Bayesian model is defined in terms of likelihood function (probability of observing the data given the parameters) and priors (assumed distributions for the estimated parameters). Naive Bayes algorithm estimates the probabilities directly from the data, so it does not make any assumptions about their distributions (does not use priors), so it is not Bayesian.
The algorithm estimates the joint probability for the target variable $y$ and the features $x_1, x_2, \dots, x_m$ and then classifies by choosing classes that got assigned the greatest probabilities. It is called naive because it makes the "naive" assumption that the features are independent, so we can write
$$
p(x_1, x_2, \dots, x_m \mid y) = \prod_{j=1}^m p(x_j \mid y)
$$
and then, using the properties of conditional probability, given this, we can estimate the joint probability
$$
p(y, x_1, x_2, \dots, x_m) = p(x_1, x_2, \dots, x_m \mid y) \; p(y)
$$
This may not sound like a big deal, but estimating the probabilities for pairs of variables in $p(x_j \mid y)$ is way easier than estimating the joint probability $p(x_1, x_2, \dots, x_m \mid y)$ all at once.
What we need to estimate here, are the conditional $p(x_j \mid y)$ and marginal $p(y)$ probabilities, and we use maximum likelihood for this. It is nicely explained on this blog and in the The Naive Bayes Model, Maximum-Likelihood Estimation, and the EM Algorithm paper by Michael Collins. For a general introduction to maximum likelihood estimation, check the Maximum Likelihood Estimation (MLE) in layman terms thread.

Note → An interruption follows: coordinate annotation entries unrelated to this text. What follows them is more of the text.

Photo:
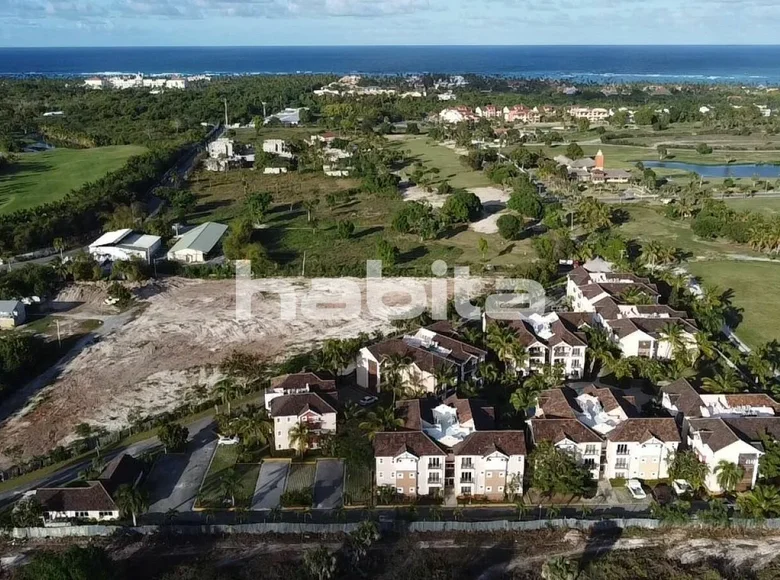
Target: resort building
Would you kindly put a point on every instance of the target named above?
(427, 357)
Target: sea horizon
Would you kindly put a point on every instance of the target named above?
(753, 64)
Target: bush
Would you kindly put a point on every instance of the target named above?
(461, 207)
(298, 498)
(509, 227)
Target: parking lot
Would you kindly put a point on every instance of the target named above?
(329, 484)
(175, 479)
(270, 485)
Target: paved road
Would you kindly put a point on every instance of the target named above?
(270, 485)
(329, 484)
(175, 479)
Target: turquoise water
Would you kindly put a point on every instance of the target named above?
(735, 170)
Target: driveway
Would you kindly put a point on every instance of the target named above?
(329, 484)
(270, 485)
(175, 479)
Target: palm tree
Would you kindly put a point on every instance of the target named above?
(729, 475)
(300, 437)
(726, 381)
(229, 484)
(131, 500)
(383, 419)
(762, 502)
(634, 295)
(559, 568)
(673, 334)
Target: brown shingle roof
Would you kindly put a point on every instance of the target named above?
(683, 396)
(554, 404)
(641, 430)
(393, 444)
(484, 443)
(295, 405)
(556, 430)
(92, 498)
(301, 380)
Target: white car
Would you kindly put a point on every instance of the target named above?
(367, 400)
(635, 489)
(681, 487)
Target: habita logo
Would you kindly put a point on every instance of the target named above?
(346, 298)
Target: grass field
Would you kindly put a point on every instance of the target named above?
(445, 159)
(301, 476)
(358, 485)
(43, 177)
(225, 458)
(648, 223)
(288, 234)
(755, 292)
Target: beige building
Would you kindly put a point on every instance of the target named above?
(641, 448)
(288, 411)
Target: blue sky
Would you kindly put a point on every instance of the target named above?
(349, 22)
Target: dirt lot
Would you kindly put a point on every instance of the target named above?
(162, 356)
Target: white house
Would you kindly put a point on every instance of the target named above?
(277, 147)
(553, 339)
(490, 464)
(429, 353)
(296, 384)
(571, 436)
(409, 462)
(125, 245)
(221, 148)
(12, 313)
(735, 440)
(198, 244)
(289, 411)
(641, 448)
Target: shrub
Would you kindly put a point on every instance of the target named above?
(509, 227)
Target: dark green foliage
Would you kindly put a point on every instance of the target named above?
(509, 227)
(462, 206)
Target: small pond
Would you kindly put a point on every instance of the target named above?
(730, 170)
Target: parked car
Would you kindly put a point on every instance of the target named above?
(681, 487)
(367, 400)
(635, 489)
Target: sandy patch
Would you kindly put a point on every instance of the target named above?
(166, 355)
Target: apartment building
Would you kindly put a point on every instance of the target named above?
(309, 409)
(490, 464)
(641, 448)
(428, 354)
(552, 339)
(571, 436)
(736, 440)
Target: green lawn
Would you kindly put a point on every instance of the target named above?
(648, 223)
(755, 287)
(287, 234)
(301, 476)
(358, 484)
(225, 458)
(48, 176)
(445, 159)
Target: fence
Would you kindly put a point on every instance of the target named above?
(344, 528)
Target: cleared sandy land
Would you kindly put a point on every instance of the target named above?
(166, 354)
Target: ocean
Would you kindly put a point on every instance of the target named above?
(600, 64)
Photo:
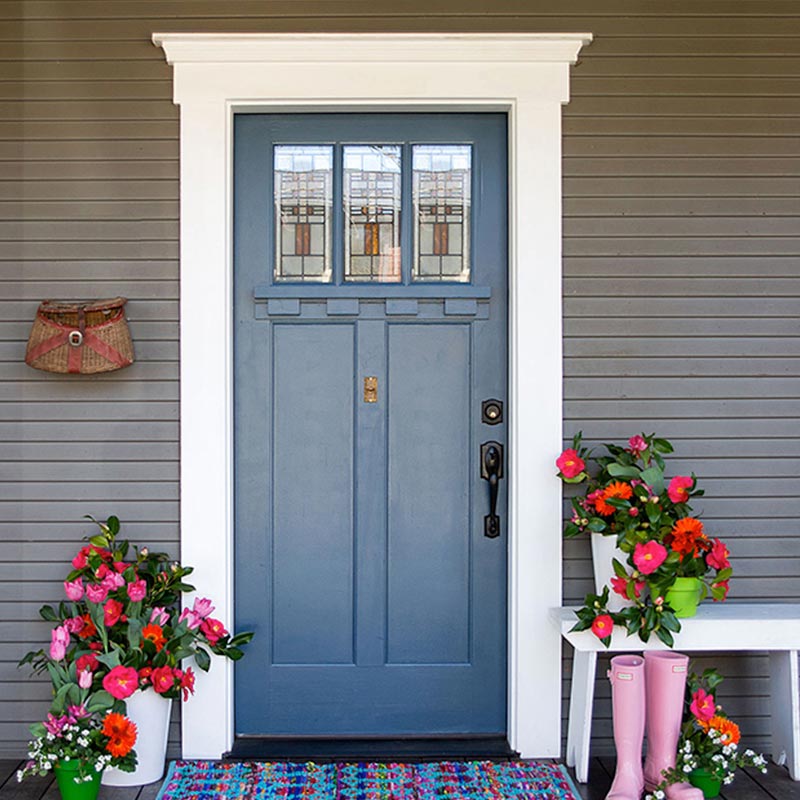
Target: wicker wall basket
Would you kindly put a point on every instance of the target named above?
(80, 337)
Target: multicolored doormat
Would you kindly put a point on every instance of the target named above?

If you are dealing with binary, or categorical variables, then they follow Bernoulli and categorical distributions, and the maximum likelihood estimators for parameters of those distributions (the probabilities), are simply the empirical proportions. For example, if you observed the sequence of coin tosses $z_1,z_2,\dots,z_n$ that are independent and identically distributed according to Bernoulli distribution with unknown probability of success $\theta$, and among those tosses you observed $k$ heads, then the "most likely" probability of observing heads given this data is $\hat \theta = \tfrac{k}{n}$. So if you previously observed that a third of tosses were heads, then your best guess is, that also third of the future guesses would be heads. Here you can find the formal derivation. The same kind of computations are done for all the probabilities of interest and then everything is multiplied (see formulas above) to obtain the final result.
All this said, if you want, you can estimate the naive Bayes algorithm in the Bayesian paradigm by assuming priors for the probabilities and maximizing the posterior probability rather than the likelihood.
You can also find a detailed explanation of the naive Bayes algorithm with multiple examples on StackOverflow.